Strefa X

Monsters
2010
5,7 18 tys. ocen
5,7 10 1 18177
6,3 13 krytyków
Strefa X
powrót do forum filmu Strefa X

reżyser ma talent - a scenariusz dziury. Zdecydowalibyście się na podróż przez taką strefę ? A nawet jeśli, to myślelibyście o amorach ? A nawet jeśli - to czy w nocy podczas której obcy zabili waszą eskortę, potrafilibyście zasnąć ? A nawet jeśli - to czy pod sam koniec wyszlibyście sobie z bezpiecznej kryjówki popatrzeć na coś co w efekcie okazało się tańcem godowym (ale równie dobrze mogło być spotkaniem na kolacji - główne danie - dwoje przygłupich ludzi) ? AJ DONT FINK SOŁ :) Muzyka super - gra aktorska nienajgorsza - efekty za te pieniądze to rewelacja - ale odejmując noty za scenariusz 0 oceniam ten film 2/10 :)

ocenił(a) film na 8
Bormann81

Ja tu widzę takie myki (możliwe spojlery):
1. Koleżka Reporter obiecuje swemu bossowi, że odstawi Koleżankę Córkę na czas do USA, więc po tym, jak ewidentnie zawala sprawę paszportową - nie bardzo ma wybór. Szczególnie, że kolejna szansa na wydostanie się z Meksyku promem nadarzy się za kilka miesięcy (poza tym - przejście przez Zonę nie jest nierealne, trudne, ale możliwe do zrealizowania). Dodatkowo podłączyłbym element macho-obrońcy, szczegónie, że Koleżanka córka ewidentnie wpadła mu w oko. A skoro wpadła mu w oko, to...
2. ... to tak, myśli o amorach. Oto spotkał kobitkę wyjątkową, która mu pasi od A do Z. No to Koleżka uderza w konkury, szczególnie, że Koleżanka również wydziela feromony. A że podróż przebiega w miarę spokojnie, to i chemia coraz silniejsza.
3. Nie sądzę, żeby po ataku w strefie nasi bohaterowie jak gdyby nigdy nic poszli spać. Podejrzewam, że długo nie zmrużyli oka, a to, że w końcu popadali - przypisałbym raczej zmęczeniu podróżą i reakcją obronną organizmu: stanęli przecież oko w oko z czymś umiarkowanie wyobrażalnym, co właśnie wtrąbiło ich przewodników. Jestem pewien, że często zdarza się właśnie tak, że ciało znajduje sposób na ukojenie skołatanych nerwów i nadmiar emocji właśnie za pomocą snu. (ależ się nawymądrzałem.)
4. Gody potworów? O rany, to jest tak piękna scena, że postanowiłem się nad tym wcale nie zastanawiać. Może Koleżkę Reportera i Koleżankę Córkę urzekła równie mocno jak mnie? Jak ćmy do światła, czy jakoś tak... :)

ocenił(a) film na 7
pazoozoo

Kolega pazoozoo świetnie wszystko wyjaśnił
Ad 3. ci kolesie z karabinami po prostu wyszli i strzelali też byście się wkurzyli a co dopiero obcy skoro ich tak witają a nasza zakochana para że się tak wyrażę zaczaili się w ciszy w aucie i tak długo się czaili że aż zasnęli również wydaje mi się to oczywiste.

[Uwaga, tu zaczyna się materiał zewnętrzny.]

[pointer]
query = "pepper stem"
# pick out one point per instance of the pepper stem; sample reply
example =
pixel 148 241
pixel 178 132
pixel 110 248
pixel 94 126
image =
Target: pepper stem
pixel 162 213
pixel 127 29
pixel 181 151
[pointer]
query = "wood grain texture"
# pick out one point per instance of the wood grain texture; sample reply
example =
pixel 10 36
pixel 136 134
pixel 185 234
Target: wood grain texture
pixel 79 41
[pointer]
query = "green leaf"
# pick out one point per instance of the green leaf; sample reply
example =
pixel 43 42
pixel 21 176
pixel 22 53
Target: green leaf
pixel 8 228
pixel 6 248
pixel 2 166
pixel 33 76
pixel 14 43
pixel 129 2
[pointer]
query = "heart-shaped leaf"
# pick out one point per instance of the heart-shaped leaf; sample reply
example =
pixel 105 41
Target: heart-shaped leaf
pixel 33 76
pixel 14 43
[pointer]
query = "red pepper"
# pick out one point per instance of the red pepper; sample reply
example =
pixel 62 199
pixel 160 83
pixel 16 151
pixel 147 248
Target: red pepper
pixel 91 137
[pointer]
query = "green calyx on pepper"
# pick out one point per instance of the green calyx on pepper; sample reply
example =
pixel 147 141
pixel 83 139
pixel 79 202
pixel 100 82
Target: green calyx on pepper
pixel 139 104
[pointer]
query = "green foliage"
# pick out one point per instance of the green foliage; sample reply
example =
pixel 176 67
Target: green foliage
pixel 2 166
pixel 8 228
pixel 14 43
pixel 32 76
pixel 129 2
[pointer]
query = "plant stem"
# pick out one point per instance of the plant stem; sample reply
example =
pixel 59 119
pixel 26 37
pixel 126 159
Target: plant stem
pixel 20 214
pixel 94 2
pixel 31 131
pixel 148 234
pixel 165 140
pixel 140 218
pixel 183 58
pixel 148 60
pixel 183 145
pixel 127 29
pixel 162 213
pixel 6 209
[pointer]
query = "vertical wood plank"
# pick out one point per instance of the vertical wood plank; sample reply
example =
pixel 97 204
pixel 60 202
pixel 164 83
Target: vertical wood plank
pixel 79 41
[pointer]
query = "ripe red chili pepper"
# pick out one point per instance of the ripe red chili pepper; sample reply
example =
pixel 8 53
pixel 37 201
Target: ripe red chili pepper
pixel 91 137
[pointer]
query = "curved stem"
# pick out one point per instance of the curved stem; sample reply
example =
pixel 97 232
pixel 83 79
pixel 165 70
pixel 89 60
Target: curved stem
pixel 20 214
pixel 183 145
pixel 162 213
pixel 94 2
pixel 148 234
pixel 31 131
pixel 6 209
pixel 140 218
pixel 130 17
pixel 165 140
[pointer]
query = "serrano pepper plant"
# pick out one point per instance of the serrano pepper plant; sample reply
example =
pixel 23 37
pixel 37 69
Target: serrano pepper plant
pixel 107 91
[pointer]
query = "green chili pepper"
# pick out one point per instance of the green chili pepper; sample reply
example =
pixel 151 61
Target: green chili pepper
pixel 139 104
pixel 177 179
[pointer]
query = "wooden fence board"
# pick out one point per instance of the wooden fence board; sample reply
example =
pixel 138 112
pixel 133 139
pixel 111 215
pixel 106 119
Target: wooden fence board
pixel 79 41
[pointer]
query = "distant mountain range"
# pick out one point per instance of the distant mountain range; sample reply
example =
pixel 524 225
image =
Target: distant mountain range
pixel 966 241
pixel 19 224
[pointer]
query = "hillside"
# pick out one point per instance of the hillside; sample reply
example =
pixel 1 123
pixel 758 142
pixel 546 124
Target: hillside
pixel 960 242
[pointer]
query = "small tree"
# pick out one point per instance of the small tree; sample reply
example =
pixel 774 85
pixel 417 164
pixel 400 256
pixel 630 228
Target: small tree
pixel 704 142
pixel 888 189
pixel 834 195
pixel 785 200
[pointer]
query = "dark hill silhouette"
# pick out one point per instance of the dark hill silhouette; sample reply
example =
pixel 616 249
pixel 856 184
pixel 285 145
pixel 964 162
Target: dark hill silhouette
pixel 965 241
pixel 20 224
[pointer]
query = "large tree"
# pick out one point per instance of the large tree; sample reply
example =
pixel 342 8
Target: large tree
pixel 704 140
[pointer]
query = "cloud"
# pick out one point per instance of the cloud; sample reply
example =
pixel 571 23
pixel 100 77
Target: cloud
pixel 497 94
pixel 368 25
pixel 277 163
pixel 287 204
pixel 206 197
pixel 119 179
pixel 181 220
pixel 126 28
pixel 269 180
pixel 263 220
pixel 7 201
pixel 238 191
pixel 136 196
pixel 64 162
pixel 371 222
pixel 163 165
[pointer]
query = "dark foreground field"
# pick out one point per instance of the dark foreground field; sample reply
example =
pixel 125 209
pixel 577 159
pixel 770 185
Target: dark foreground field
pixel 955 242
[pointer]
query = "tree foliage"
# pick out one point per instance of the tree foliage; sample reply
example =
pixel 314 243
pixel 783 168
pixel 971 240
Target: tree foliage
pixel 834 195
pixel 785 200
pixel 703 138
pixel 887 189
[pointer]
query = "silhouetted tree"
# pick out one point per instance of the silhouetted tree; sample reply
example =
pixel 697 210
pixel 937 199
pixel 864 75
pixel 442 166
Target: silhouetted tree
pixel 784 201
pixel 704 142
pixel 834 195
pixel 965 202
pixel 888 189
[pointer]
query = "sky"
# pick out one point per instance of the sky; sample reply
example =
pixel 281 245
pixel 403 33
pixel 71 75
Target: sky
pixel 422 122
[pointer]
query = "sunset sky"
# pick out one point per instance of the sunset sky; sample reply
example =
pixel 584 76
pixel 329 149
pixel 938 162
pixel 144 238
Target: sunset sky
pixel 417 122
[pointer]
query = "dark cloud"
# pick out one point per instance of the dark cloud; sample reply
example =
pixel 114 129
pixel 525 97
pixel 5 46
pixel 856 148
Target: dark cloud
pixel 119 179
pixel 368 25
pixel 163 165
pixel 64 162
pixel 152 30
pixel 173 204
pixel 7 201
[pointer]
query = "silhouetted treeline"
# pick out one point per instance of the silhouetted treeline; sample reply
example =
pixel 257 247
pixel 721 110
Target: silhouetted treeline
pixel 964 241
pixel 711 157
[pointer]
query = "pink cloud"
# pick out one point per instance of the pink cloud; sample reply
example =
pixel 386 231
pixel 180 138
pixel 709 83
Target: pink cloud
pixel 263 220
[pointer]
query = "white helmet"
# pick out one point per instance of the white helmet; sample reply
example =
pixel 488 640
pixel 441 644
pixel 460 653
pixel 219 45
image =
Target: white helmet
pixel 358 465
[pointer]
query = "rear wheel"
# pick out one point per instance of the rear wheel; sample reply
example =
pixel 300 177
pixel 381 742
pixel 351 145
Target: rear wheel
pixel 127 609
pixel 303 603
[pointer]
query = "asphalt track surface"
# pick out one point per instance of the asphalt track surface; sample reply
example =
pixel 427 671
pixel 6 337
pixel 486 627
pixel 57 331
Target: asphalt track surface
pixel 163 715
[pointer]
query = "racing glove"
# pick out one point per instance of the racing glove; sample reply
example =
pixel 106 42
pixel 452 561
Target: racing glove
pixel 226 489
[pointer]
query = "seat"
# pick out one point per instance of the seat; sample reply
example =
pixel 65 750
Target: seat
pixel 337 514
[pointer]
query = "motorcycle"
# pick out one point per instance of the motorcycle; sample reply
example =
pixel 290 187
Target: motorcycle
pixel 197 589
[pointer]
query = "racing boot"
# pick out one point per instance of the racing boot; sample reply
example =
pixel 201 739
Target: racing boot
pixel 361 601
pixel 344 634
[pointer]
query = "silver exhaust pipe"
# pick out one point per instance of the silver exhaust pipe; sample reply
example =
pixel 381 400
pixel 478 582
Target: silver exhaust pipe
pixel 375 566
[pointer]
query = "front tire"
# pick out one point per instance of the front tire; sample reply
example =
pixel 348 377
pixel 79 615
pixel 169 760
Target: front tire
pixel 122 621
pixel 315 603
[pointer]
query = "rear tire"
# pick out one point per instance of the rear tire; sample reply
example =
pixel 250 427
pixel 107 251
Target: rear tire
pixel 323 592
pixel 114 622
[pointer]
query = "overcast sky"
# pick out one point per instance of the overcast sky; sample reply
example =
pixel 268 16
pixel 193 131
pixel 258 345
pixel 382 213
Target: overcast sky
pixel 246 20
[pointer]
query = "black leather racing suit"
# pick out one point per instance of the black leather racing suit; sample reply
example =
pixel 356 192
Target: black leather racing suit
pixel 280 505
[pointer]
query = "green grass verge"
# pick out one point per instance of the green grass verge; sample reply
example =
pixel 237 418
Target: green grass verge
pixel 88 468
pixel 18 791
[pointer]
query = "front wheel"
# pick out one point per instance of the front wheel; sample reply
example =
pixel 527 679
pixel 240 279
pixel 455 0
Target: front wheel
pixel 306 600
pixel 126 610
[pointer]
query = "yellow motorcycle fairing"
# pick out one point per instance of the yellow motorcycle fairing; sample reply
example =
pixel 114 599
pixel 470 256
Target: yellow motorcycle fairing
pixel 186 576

filmik mi się podobał nawet bardzo od początku do końca zachowany miał szczególny klimat dzięki któremu się go ciekawie oglądało i ja osobiście z czystym sumieniem daje mu zasłużone i silne 7

pozdrawiam

ps. ach i tak wspaniała Whitney Able

ocenił(a) film na 2
pazoozoo

Ośmielam się polemizować :)
AD.1 - czy jak Ci jakaś laska wpada w oko to narażasz ją na spacer po PPP (Parku Pełnym Potworów) ?
AD.1 - to, że TY obiecałeś dostarczyć laskę do jej tatusia, to nie znaczy, że ona od razu chce się pchać do PPP - tym bardziej, że nie bardzo jej zależy żeby wracać do narzeczonego którego nie chce
AD.3 - jak ktoś by Ci zabił obstawę w PPP - to gwarantuję Ci, że serducho tak by Ci biło, żebyś był zdolny niespać 48 godzin :) powłóczyłbyś nogami, ale adrenalina nie pozwoliła by Ci zasnąć

Aaaaa dobra - więcej już nie piszę, bo nie chcę być czepialski. No generalnie ktoś miał ciekawy pomysł i umiejętności techniczne też posiadał i aktorzy dali radę, ale scenariusz był dziurawy moim zdaniem. Tyle.

ocenił(a) film na 7
Bormann81

ja Ciebie rozumiem zawsze powtarzam na filmwebie że wyrażamy tylko swoje opinie Ciebie to boli i uważasz to za dziury w scenariuszu a ja tłumacze to sobie w sposób podobny do pazoozoo i bardzo mi się to podoba:)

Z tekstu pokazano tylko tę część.